The AOA, which is headquartered in Chicago, represents around 151,000 osteopathic physicians and medical students across the United States. The association was tipped off to the attack when suspicious activity was recorded on some of its systems on June 25 last year.
The network was shut down, and computer forensic specialists were brought in to investigate the nature and scope of the security incident. It was determined that attackers had managed to breach systems where personally identifiable information was contained and had exfiltrated data from those systems.
AOA undertook a review to establish what data had been accessed and which individuals had been impacted by the cyber-attack. As a result, it was concluded that the exfiltrated data included names, addresses, dates of birth, Social Security numbers, financial account information, and email addresses/usernames and passwords.
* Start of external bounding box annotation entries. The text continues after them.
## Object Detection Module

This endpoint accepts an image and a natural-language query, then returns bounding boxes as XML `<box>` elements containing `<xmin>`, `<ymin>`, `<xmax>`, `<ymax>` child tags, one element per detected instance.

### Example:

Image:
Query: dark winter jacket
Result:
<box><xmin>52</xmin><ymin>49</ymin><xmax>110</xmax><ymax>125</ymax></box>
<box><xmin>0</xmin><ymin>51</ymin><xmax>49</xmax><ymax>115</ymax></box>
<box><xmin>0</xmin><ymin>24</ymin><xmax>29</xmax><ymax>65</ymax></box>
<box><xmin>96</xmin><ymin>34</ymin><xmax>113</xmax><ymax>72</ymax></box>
In a breach report submitted on October 13 to the state of Maine’s attorney general’s office, the AOA stated that 27,485 individuals, including 209 Maine residents, had been impacted by the incident.
The AOA has just begun mailing out breach notification letters to affected individuals, offering them a year of free credit monitoring.
A sample of the breach notice states that the total population of impacted individuals was determined by June 1, 2021. The delay in notifying those individuals is attributed in the letter to the coronavirus pandemic.
“Like many businesses, the COVID-19 pandemic presented considerable challenges to AOA’s normal business operations,” states the letter. “As a result, it has taken an extended time for AOA to identify the names and addresses of impacted individuals due to the pandemic’s impact on our staff’s working conditions, and their inability to be on location to identify all potentially impacted parties.”
The AOA said they were unaware of any actual or attempted malicious use of the stolen data in the cyber-attack.